Conan Nolan & Dennis Lahti
Teachers and parents calling themselves Occupy LAUSD march to the district's headquarters in Downtown LA.
A handful of people camped out at the headquarters of the Los Angeles Unified School District Tuesday night, staging their own protest against what they believe is corporate greed involving schools.
Earlier, hundreds of parents and teachers marched to district headquarters, demanding an end to budget cuts and for shuttered school libraries to be reopened.
The march, coined “Occupy LAUSD,” was not officially endorsed by the United Teachers of Los Angeles.

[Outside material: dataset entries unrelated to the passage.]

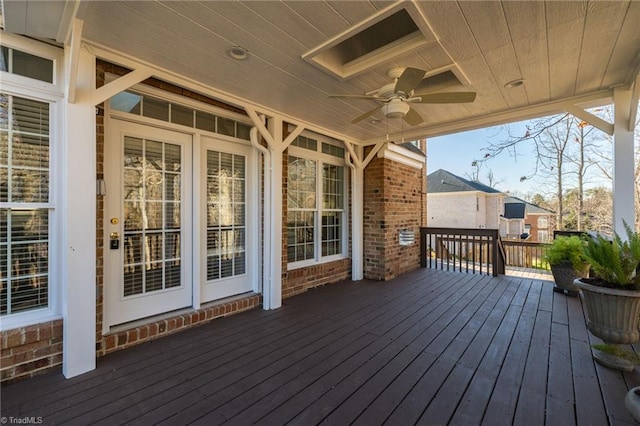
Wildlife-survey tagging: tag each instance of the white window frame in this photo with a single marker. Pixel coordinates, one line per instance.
(320, 159)
(52, 93)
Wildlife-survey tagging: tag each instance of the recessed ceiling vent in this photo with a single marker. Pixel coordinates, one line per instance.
(392, 32)
(446, 80)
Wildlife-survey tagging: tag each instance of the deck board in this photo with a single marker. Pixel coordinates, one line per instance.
(431, 347)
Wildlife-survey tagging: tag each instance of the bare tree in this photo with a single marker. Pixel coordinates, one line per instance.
(474, 175)
(557, 159)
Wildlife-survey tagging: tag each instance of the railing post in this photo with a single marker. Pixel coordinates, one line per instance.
(494, 252)
(423, 248)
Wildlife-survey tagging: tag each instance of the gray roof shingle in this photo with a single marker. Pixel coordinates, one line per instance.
(444, 181)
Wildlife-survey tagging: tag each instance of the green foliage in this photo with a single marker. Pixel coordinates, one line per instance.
(618, 351)
(566, 249)
(615, 262)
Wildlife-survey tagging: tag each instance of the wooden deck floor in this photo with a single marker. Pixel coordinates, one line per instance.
(432, 347)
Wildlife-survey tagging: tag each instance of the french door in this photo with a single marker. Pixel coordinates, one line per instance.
(148, 244)
(228, 237)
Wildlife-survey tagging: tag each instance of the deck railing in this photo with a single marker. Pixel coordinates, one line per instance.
(469, 250)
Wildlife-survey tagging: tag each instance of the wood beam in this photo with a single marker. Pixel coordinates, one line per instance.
(633, 113)
(73, 56)
(121, 84)
(510, 116)
(597, 122)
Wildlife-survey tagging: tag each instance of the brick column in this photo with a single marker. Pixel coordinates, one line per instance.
(394, 201)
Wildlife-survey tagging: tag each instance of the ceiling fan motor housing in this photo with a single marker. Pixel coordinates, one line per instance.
(395, 109)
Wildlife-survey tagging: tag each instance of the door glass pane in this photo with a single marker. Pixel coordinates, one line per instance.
(152, 226)
(225, 215)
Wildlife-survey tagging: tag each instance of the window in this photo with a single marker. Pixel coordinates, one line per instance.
(26, 64)
(316, 214)
(543, 222)
(543, 236)
(24, 204)
(148, 106)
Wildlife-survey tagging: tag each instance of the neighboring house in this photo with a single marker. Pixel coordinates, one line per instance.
(538, 221)
(512, 224)
(456, 202)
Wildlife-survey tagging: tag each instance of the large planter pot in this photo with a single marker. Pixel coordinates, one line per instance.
(612, 314)
(564, 274)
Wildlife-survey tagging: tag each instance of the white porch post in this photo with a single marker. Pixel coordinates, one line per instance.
(272, 297)
(623, 162)
(357, 221)
(78, 213)
(273, 135)
(357, 211)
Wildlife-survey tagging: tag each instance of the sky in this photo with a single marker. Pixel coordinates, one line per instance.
(455, 153)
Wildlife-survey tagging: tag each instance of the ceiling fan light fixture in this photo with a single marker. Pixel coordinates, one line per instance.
(238, 52)
(514, 83)
(395, 109)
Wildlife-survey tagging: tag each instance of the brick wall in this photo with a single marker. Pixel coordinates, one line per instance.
(394, 195)
(28, 351)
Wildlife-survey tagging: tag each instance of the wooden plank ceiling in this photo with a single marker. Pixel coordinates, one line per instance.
(561, 50)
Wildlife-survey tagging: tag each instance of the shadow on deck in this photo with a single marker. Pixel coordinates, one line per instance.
(431, 347)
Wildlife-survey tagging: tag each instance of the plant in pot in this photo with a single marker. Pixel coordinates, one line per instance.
(612, 297)
(565, 257)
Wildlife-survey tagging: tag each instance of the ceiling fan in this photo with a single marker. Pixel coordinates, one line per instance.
(395, 97)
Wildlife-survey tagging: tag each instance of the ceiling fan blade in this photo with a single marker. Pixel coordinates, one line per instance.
(354, 97)
(445, 97)
(365, 115)
(409, 79)
(412, 117)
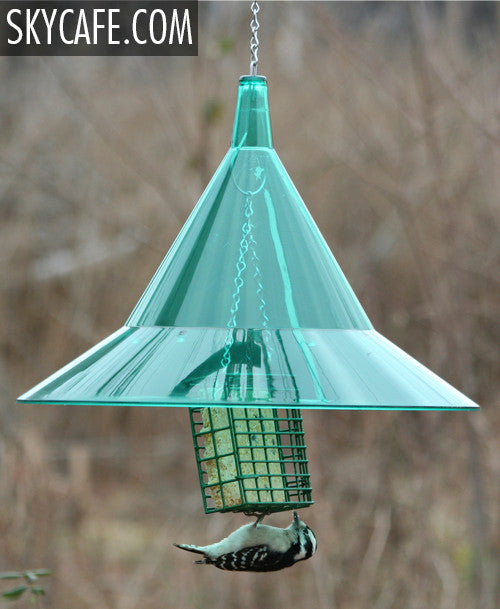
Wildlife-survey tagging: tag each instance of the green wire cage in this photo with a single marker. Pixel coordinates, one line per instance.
(251, 460)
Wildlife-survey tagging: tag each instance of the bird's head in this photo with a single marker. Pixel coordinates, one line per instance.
(306, 539)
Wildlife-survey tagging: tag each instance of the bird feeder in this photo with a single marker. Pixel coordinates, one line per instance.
(249, 319)
(251, 459)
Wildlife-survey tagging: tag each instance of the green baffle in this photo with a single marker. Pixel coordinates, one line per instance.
(249, 308)
(251, 459)
(248, 319)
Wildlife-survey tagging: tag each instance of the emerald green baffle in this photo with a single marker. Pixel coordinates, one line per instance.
(249, 307)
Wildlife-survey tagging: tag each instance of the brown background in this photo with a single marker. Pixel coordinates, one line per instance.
(387, 117)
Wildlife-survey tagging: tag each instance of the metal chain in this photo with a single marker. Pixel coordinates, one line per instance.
(254, 41)
(241, 265)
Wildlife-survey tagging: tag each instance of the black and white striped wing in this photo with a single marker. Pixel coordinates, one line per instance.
(255, 558)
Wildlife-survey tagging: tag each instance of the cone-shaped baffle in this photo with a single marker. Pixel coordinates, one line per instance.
(249, 307)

“What is happening right now is the underfunding of our schools is a deliberate effort to label our schools as failures, and to give them to corporate charters,” said demonstrator Marcy Winograd. It’s a slippery slope.”

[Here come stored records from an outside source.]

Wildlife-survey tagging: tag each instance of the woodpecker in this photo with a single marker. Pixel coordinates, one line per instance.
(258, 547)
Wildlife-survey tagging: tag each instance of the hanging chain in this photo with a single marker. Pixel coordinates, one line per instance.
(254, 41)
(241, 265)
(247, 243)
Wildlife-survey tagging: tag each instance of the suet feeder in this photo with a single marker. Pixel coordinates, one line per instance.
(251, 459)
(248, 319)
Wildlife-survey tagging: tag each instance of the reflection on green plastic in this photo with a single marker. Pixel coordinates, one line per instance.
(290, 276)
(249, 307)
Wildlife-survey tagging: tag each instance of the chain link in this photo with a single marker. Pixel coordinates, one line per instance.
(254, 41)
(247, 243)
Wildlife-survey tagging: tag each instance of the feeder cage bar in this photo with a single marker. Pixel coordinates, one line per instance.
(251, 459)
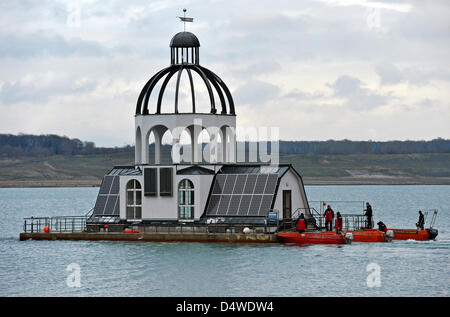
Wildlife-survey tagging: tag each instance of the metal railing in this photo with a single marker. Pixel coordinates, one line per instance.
(350, 222)
(55, 224)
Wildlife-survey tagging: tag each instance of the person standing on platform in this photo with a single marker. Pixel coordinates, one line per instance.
(301, 223)
(369, 215)
(420, 224)
(329, 216)
(338, 223)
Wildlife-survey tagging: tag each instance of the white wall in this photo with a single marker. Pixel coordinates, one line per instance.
(166, 207)
(291, 181)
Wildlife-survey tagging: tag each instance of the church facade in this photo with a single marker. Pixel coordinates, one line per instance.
(192, 188)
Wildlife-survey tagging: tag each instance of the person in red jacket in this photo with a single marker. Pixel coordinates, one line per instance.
(338, 223)
(329, 215)
(301, 223)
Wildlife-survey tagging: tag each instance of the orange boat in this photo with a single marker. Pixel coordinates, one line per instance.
(414, 234)
(329, 237)
(370, 235)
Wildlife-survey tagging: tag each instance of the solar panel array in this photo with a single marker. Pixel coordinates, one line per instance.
(108, 197)
(242, 194)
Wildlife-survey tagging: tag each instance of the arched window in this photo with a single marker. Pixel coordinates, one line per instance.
(186, 200)
(134, 200)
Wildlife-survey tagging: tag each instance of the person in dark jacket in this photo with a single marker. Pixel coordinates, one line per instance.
(301, 223)
(382, 227)
(338, 223)
(329, 216)
(420, 224)
(369, 215)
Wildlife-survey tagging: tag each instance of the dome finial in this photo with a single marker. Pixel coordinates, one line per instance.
(185, 19)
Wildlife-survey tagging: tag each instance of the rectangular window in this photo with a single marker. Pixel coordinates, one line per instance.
(150, 181)
(130, 212)
(165, 181)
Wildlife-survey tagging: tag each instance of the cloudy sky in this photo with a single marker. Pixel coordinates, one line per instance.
(318, 70)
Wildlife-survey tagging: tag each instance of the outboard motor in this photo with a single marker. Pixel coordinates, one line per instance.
(432, 233)
(348, 237)
(389, 236)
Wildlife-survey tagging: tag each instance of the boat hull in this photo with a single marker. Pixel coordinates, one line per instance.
(413, 234)
(311, 238)
(370, 235)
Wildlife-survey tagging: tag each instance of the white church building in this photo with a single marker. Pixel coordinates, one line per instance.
(191, 188)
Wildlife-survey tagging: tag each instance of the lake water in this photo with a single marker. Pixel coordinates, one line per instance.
(407, 268)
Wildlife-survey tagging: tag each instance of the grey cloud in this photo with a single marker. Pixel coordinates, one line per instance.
(301, 95)
(15, 92)
(390, 74)
(30, 45)
(357, 97)
(255, 92)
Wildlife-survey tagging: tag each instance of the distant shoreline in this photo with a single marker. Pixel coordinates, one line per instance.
(306, 180)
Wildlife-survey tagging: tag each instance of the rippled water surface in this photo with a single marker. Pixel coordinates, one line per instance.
(407, 268)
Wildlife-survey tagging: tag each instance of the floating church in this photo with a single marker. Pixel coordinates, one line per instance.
(207, 193)
(193, 190)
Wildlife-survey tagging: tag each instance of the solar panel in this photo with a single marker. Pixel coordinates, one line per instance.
(229, 184)
(272, 180)
(245, 204)
(242, 195)
(250, 184)
(108, 197)
(106, 185)
(240, 183)
(260, 184)
(233, 208)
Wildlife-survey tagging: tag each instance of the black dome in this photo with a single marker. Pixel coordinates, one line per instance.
(184, 39)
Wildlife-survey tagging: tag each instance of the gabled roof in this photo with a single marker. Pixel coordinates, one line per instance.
(195, 170)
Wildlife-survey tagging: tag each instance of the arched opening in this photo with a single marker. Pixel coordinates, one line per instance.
(158, 134)
(185, 200)
(138, 147)
(134, 200)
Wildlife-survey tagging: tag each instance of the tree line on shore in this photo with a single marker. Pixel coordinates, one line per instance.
(50, 144)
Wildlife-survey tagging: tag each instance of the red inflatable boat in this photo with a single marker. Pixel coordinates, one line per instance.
(329, 237)
(414, 234)
(370, 235)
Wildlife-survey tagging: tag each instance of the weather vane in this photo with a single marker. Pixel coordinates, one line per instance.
(185, 19)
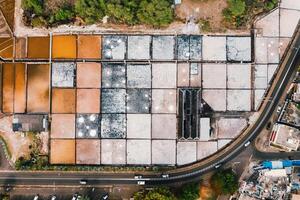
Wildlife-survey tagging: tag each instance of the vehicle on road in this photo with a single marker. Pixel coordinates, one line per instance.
(83, 182)
(218, 166)
(104, 197)
(247, 144)
(141, 182)
(138, 176)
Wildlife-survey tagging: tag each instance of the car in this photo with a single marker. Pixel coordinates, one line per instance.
(165, 175)
(104, 197)
(83, 182)
(247, 144)
(141, 182)
(138, 176)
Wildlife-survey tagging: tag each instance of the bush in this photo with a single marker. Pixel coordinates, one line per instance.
(34, 6)
(90, 11)
(224, 182)
(190, 192)
(156, 13)
(38, 22)
(64, 14)
(159, 193)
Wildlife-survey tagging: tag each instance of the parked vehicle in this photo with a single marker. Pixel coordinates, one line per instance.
(104, 197)
(83, 182)
(141, 182)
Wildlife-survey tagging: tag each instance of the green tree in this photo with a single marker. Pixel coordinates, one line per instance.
(224, 182)
(63, 14)
(121, 14)
(159, 193)
(34, 6)
(236, 7)
(90, 11)
(190, 191)
(156, 12)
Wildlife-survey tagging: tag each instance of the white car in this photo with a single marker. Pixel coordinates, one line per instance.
(141, 182)
(138, 177)
(247, 144)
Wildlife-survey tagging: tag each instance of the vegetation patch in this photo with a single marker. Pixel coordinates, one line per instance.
(156, 13)
(241, 12)
(224, 182)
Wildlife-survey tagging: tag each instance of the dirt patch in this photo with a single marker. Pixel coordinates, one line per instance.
(8, 8)
(6, 48)
(210, 10)
(38, 88)
(8, 88)
(18, 145)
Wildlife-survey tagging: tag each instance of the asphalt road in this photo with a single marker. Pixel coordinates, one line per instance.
(288, 66)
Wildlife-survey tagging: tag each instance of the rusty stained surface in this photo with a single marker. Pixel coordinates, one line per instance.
(89, 47)
(88, 75)
(63, 126)
(62, 151)
(63, 100)
(38, 88)
(64, 46)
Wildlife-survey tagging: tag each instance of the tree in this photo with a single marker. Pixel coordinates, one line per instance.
(190, 192)
(236, 7)
(156, 12)
(90, 10)
(224, 182)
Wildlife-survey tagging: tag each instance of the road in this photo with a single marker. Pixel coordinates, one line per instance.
(288, 66)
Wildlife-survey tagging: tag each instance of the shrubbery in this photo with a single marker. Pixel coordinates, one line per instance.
(156, 13)
(224, 182)
(240, 12)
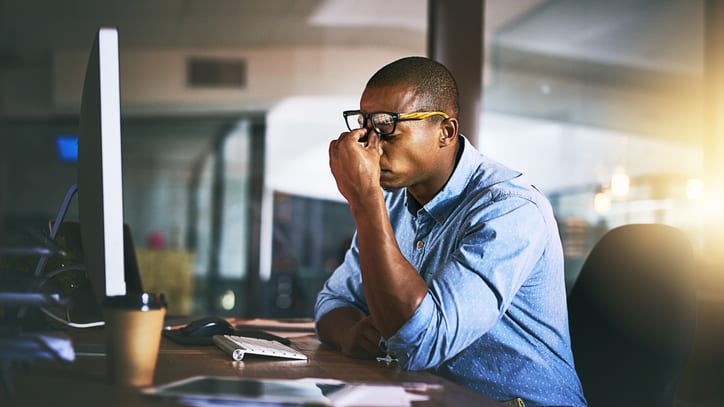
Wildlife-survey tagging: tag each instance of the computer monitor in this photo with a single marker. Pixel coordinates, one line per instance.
(100, 182)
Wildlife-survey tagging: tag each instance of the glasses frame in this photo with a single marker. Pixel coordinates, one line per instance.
(396, 118)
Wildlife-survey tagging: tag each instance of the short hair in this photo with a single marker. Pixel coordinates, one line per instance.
(432, 81)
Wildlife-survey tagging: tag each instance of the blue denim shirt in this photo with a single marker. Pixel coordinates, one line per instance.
(494, 318)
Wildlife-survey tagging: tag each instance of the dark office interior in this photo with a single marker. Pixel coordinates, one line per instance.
(613, 109)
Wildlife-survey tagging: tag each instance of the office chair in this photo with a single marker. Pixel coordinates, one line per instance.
(632, 316)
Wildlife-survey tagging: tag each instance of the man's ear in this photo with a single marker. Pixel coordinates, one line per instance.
(448, 131)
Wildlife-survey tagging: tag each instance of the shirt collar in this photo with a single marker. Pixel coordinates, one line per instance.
(472, 163)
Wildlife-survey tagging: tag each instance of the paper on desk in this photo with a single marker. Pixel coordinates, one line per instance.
(369, 395)
(283, 328)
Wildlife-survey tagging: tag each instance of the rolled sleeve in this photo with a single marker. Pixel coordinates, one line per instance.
(471, 291)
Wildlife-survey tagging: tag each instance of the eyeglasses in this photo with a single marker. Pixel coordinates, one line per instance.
(384, 123)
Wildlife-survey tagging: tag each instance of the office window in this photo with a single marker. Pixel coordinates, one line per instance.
(600, 103)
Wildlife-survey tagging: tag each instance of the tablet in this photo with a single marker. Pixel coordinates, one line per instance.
(219, 389)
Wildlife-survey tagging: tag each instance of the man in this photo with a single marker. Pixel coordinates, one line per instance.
(457, 265)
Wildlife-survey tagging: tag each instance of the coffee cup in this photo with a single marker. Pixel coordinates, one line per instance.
(133, 336)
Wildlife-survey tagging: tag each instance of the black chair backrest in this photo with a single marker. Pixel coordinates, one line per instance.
(632, 315)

In line with the Occupy Wall Street movement’s criticism of the wealthy, Occupy LAUSD followers say public education is being damaged by billionaire reformers like Eli Broad and Bill Gates.
The Broad Superintendents Academy was founded in 2002 to educate and train superintendents for several U.S. school districts.
Since then, the school has come under criticism by educators who say the academy’s graduates use corporate-management techniques to consolidate power in schools, as was reported in the Christian Science Monitor.
Philanthropist Bill Gates was equally criticized for his thoughts on teacher pay and class size in a Washington Post education blog -- one being that teachers with masters degrees should not be paid more than those without them.